Higher incomes make a happier world, to a point

By Jonathan Power

Al Gore, facing political defeat in an election that appears to have been stolen, certainly knows what unhappiness is. George W. Bush and his mother clearly know the contrary feeling. "Gosh," Barbara Bush told CBS television, "It was great to be the mother of the president for 30 minutes." Unlike the rest of her tough-blooded brood, she is known as a modest woman. Perhaps that was sufficient for her. After all every sensible person knows that moments of peak happiness don't last for much longer than half an hour anyway.

Yet high moments aside, do we know what happiness is? Is the world becoming a happier place? Are we happier than our parent's or grandparent's generation? What could give us a little more happiness?

I recall 25 years ago an article on the subject published by Geraldine Norman, the art saleroom correspondent of the London Times. I haven't seen it bettered. She had just been to Africa for her honeymoon and being a rather bookish sort of a girl took with her a Penguin introduction to psychology and books on statistical game theory, anthropology, economics and comparative religion. After all this heavy reading, no doubt interspersed with long walks up the paths that stretch aside the Victoria Falls and, I suppose, some canoodling with her new husband, she came up with six factors that appeared to be universal needs for a happy life:

1) Understanding of your environment and how to control it;

2) Social support from family and friends;

3) Species drive satisfaction, specifically sex and parental drive;

4) Satisfying of drives contributing to physical well-being -- eating, sleep, exercise, etc;

5) Satisfaction of aesthetic and sensory drives;

6) Satisfaction of the exploratory drive -- creativity, discovery and, one should add for the likes of Messrs Bush and Gore, the pursuit of political power.

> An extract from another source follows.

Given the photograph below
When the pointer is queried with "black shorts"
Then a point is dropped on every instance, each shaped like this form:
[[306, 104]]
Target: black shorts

She then weighted these, dividing one hundred points between them, giving the most points to physical well being. "Better red than dead", she wrote at the time of the Vietnam War. Next she looked at individual countries and, on deciding how much they had of each virtue, multiplied the total. In this somewhat arbitrary but engaging way she decided that Botswana, then a ridiculously poor country, scored higher than Britain.

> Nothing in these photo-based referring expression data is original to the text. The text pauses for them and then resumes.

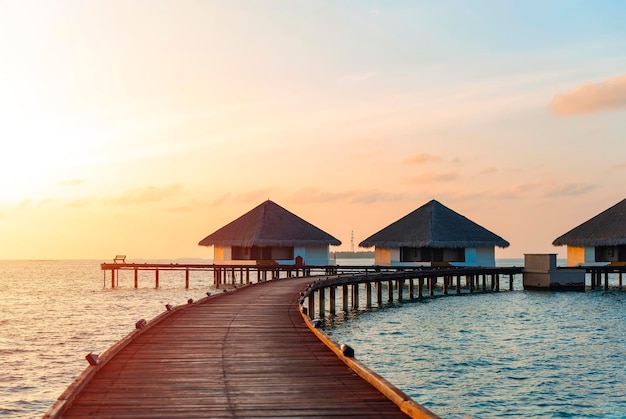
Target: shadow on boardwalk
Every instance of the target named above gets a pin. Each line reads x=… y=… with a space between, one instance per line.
x=247 y=353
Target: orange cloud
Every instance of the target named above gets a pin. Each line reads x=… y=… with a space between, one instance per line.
x=147 y=194
x=571 y=189
x=592 y=97
x=434 y=177
x=418 y=158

Since then there have been numerous attempts to quantify happiness or, at least, progress. My favorite for the last decade has been the Human Development Index, brought up to date every year by the UN Development Program. Essentially it tries to measure the rate of progress for countries, not by looking at national income but by substituting the yardstick of quality of life. Thus momentum in improving life expectancy, infant mortality, literacy and the status of women become the key criteria. Not surprisingly, Canada, Japan and the Scandinavian countries end up trumping the US.

Now comes a thoughtful analysis in the current issue of the British journal Prospect by an American writer, Robert Wright. Provocatively, he compares happiness in the Third World with that of the rich world. "Indonesian workers want to raise their income by moving from farm fields to Nike factories. Nike customers want, well, they want a shoe that has not just a generic `Air Sole' (old hat) but a `Tuned Air Unit' in the heel and `Zoom Air' in the forefoot.